Data Studio

We foster dialogue between data scientists and researchers in clinics and laboratories in order to drive excellence in health care research at Stanford.

About the Data Studio

The Data Studio is a collaboration between Spectrum (The Stanford Center for Clinical and Translational Research and Education) and the Department of Biomedical Data Science. The Data Studio is open to the Stanford community engaged in biomedical research. We expect it to have educational value for students and postdocs interested in biomedical data science. The Data Studio features DBDS faculty and staff who offer the following services: workshops, office hours, and one-to-one consultations. When you complete the Data Studio request form, our coordinator and consultants will work with you to choose the right service for your research project.

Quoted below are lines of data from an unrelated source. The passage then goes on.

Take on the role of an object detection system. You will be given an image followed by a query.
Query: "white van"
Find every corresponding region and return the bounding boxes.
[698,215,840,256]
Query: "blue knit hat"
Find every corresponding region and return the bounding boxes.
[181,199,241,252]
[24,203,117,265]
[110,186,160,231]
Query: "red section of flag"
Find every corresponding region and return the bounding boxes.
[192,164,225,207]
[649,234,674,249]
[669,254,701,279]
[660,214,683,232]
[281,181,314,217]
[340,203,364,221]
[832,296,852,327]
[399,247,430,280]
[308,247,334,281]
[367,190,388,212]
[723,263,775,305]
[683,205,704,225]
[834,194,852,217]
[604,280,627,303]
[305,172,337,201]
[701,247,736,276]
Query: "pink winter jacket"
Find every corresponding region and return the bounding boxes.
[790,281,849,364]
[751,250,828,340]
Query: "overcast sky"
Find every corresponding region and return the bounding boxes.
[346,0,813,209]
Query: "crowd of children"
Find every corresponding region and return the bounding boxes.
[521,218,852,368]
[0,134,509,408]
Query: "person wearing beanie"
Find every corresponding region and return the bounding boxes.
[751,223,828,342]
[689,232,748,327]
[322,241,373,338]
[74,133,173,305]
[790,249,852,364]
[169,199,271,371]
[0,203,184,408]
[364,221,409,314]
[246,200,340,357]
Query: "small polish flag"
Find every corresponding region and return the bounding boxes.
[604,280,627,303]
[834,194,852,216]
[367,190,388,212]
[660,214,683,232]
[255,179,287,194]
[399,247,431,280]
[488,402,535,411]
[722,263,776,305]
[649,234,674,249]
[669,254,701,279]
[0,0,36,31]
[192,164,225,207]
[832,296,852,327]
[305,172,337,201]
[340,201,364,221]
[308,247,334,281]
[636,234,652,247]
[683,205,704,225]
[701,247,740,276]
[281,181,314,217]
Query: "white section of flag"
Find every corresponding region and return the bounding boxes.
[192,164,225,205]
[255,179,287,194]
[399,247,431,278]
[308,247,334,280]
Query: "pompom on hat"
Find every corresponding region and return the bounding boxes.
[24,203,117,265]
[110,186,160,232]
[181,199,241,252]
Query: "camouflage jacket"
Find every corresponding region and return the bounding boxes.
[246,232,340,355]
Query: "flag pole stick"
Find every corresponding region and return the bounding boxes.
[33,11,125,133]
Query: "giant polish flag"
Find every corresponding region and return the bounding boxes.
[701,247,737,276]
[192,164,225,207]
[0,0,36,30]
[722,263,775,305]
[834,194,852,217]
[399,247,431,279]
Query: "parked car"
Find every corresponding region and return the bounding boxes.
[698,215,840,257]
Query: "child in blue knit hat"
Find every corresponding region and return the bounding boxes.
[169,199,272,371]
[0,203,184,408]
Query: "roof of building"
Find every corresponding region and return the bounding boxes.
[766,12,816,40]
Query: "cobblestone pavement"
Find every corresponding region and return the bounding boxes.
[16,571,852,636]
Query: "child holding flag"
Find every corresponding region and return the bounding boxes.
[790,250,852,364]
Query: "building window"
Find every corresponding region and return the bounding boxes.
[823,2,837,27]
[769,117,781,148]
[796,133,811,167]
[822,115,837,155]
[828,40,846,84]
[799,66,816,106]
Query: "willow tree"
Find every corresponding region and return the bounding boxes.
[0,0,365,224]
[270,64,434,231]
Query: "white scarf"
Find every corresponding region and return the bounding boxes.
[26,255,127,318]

Workshops are an extensive and in-depth consultation for a Medical School researcher based on research questions, data, statistical models, and other material prepared by the researcher with the aid of our facilitator. During the Data Studio Workshop, the researcher explains the project, goals, and needs. Experts in the related topic from across campus will be invited and contribute to the brainstorming. After the meeting, the facilitator will follow up, helping with immediate action items and summary of the discussion. Ultimately, we strive to pair each PI with a data scientist for long-term collaboration.

Office Hours are brief consultations for Medical School researchers during the last session of each month. DBDS faculty are available to advise about your research questions. Consult the schedule below to complete the Office Hour registration form. Once you have registered, you will receive a calendar invitation with the date, time, and location of the session. Bring any data, prior analyses, or other materials that you have. Our consultants may even recommend your project for a Workshop if it is appropriate.

One-to-one consultations for Medical School researchers are available year-round. Our facilitator assigns each request to a data scientist with the relevant expertise.

Partners

General questions about statistical issues may be brought to the STAT390 Consulting Workshop. This is a class offered by the Department of Statistics during each academic quarter that is staffed by graduate students and directed by a faculty instructor. The service typically consists of a single meeting with the researcher to address a specific concern, such as planning of experiments and data analysis. Appointments may be requested by completing the required form. For more information, consult the STAT390 Consulting Workshop web page.

Researchers who are members of the Stanford Cancer Institute (SCI) conducting research projects related to cancer may request assistance from the SCI Biostatistics Shared Resource.

Schedule

The Data Studio is held each Wednesday from 1:30 until 3:00pm during the fall, winter, and spring quarters of the academic year. Consult the schedule below for the location of each session. Students may participate by enrolling in BIODS 232 for an introduction to the art of statistical consultation and practicum working on projects with a biomedical researcher. All are welcome to attend. Click here to sign up for our mailing list.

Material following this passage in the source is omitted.